Der einfache «Volksgenosse» soll medial bloss zum Konsum von «Gewerbegütern» angeregt werden. Dafür gibt es dann als Beilage Softporno, windschlüpfrig inszenierte Frauenverachtung, und die fortgesetzte Einheitsmeinung der TV-Besitzer mit ihren «Fake»-Inszenierungen.
Der «Volksgenosse» soll sein Budget (also Lohn- oder Rentengeld) in den Alltags-Konsum stecken, in die Marken, in die monatlich zu bezahlenden Leasing-Verrücktheiten (man leistet sich dann einen Jaguar, nun, es kann auch ein BMW sein…), und nicht den «Volksfeinden», also den Kritikern der hergebrachten «Normalität», in den Rachen schieben.
In der Schweiz ist es die SVP- (und offensichtlich auch FDP-) Ideologie, welche vorgibt, Geld sei das Einzige, was in einer Staatsgesellschaft zähle.
Um die No Billag nach mehr aussehen zu lassen, werden nun die bekannten Begriffe hochstilisiert, mit denen die international auftretenden Rechtspopulisten unter Führung von Milliardären wie Blocher, Frey, Berlusconi, den Gebrüdern Koch, Murdoch, Trump usw. gegen den Gesundheitsstaat, den Bildungs-, Sozial- und Kulturstaat und die Vielfalt gesellschaftlicher Lebensdynamik vorgehen.
Es ist eine Provinzposse sondergleichen, die in der Schweiz zurzeit abläuft.
Begriffe wie Eigenverantwortung, Einsparung, Steuersenkung, Markt und (natürlich) Freiheit gegen den übermächtigen Staat, gegen die Linken mit ihren Verboten werden immer wieder wie Papierflieger in die Meinungsräume versendet.
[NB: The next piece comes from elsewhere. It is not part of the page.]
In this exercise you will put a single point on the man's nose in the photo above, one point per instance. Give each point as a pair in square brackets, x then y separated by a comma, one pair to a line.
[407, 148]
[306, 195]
Das «Asylantenunwesen» und die Bezieher von Invalidenrenten werden unter Generalverdacht gestellt, und so weiter.
Um gleichzeitig mit einer Kette zusammenhängend organisierter Hetzparolen das angeblich bedrohte freie Wort, den «Mohrenkopf» oder den «Neger» zu retten und die «Gender-Anmassung» zu verdammen. Dieses «freie Wort» besteht für genannte Kreise oft darin, Verleumdungen als Ausdruck von freier Meinungsäusserung zu betreiben: Man lese dazu nur die Online-Leserkommentare zu No Billag auf schweizerischen Nachrichtenportalen.
Inhaltlich kommt vonseiten der No-Billag-Befürworter ansonsten nichts von Belang. Da sind dann 100’000 Franken aus dem Milliardenvermögen des Herrn Walter-Auto-Frey (der übrigens vor allem deshalb reich wurde respektive reich bleibt, weil er geerbt hat, um da mal auf den Hintergrund zahlreicher Spar-Apostel hinzuweisen) das Schnäppchen des Jahrzehnts.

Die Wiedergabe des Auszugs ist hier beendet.